Bien que Jean-Marc Falcone, directeur général de la Police nationale, ait condamné les manifestations en uniforme, les forces de l'ordre ont reconduit leur manifestation. Dans quelle situation les pouvoirs publics se trouvent-ils alors ? Du point de vue de l'Etat, peut-on craindre que certains corps répondent de moins en moins bien aux décisions ?

Paul-François Paoli : Rien n'est prévisible dans ce domaine et on ne peut rien exclure. L'idéologie étatique qui répand la bonne parole républicaine tend à suspecter les Français de "populisme". Comme l'a montré le juriste Jean-Louis Harouel dans son essai L'Etat contre le peuple (Desclée de Brouwer), l'Etat donne parfois l'impression de surveiller les citoyens plutôt que de combattre les voyous et les criminels.

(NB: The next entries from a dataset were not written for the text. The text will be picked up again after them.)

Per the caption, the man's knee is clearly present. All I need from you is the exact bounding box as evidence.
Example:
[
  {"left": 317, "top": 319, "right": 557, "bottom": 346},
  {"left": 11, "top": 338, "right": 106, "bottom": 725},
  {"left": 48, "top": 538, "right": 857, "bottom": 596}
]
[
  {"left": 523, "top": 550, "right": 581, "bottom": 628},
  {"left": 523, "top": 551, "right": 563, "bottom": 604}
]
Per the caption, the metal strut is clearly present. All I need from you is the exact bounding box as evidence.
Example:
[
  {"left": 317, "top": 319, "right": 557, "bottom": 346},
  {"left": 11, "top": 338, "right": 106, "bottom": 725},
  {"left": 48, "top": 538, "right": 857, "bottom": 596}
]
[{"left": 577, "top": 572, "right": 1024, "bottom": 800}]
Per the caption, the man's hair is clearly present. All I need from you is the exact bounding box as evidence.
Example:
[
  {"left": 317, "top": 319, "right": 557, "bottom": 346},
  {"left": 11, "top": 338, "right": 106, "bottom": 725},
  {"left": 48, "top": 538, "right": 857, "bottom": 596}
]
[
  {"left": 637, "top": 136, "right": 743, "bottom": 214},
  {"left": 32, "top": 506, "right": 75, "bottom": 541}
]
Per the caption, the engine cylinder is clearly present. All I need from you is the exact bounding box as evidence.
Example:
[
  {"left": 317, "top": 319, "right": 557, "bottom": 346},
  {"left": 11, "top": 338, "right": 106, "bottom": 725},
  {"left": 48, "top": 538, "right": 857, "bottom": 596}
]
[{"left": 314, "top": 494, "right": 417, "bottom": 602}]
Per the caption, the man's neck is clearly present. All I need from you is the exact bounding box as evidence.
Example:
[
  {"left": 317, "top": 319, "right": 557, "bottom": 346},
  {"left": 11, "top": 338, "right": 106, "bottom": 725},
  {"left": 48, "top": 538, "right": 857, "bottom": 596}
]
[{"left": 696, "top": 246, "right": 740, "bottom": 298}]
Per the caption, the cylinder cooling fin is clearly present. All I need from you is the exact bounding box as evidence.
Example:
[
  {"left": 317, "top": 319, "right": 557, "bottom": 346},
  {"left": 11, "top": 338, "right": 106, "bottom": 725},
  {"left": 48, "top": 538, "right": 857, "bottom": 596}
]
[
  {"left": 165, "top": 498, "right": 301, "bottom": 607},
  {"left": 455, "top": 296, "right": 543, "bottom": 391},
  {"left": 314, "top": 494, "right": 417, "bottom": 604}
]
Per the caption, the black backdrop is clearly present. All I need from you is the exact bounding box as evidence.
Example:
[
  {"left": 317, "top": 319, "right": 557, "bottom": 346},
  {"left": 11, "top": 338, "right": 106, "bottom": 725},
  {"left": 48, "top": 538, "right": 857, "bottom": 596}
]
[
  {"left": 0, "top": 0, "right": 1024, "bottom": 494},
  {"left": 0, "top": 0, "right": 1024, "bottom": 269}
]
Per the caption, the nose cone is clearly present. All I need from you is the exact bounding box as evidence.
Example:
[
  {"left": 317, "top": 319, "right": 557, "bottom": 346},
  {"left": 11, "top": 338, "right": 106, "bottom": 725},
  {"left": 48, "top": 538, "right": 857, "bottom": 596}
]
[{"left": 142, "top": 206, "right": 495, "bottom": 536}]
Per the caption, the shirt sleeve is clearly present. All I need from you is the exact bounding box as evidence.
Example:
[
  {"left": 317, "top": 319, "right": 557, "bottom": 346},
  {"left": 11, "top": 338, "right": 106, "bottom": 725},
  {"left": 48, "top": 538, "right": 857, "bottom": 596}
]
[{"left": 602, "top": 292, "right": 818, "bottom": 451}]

Xavier Raufer : Les présentes avancées-reculades trahissent l'impuissance. On commence par montrer les dents ("sanctions", "conseil de discipline", etc.) mais comme en face ça tient, ça résiste, comme la mobilisation se renforce, on cède, on parle d'apaisement. Car les policiers de base se sentent un peu lâchés par leurs syndicats, dont plusieurs sont dans la connivence avec le cabinet-ministre, plus que dans la défense de leurs bases. Donc dans la phase reculade, qui débute, le ministère lâchera un peu d'argent, des concessions d'horaires, et ça s'arrêtera sans doute là. Après quoi, les ministres de l'Intérieur et de la Justice compteront les jours en adressant aux cieux de fébriles prières, pour que nul attentat majeur, nul sanglant guet-apens de racailles, nulle émeute policière violente, n'advienne d'ici le printemps 2017. Moment d'une élection présidentielle qui, on le voit aujourd'hui, les renverra sans doute à leurs chères études. Au grand soulagement des fonctionnaires du continuum police-justice-pénitentiaire.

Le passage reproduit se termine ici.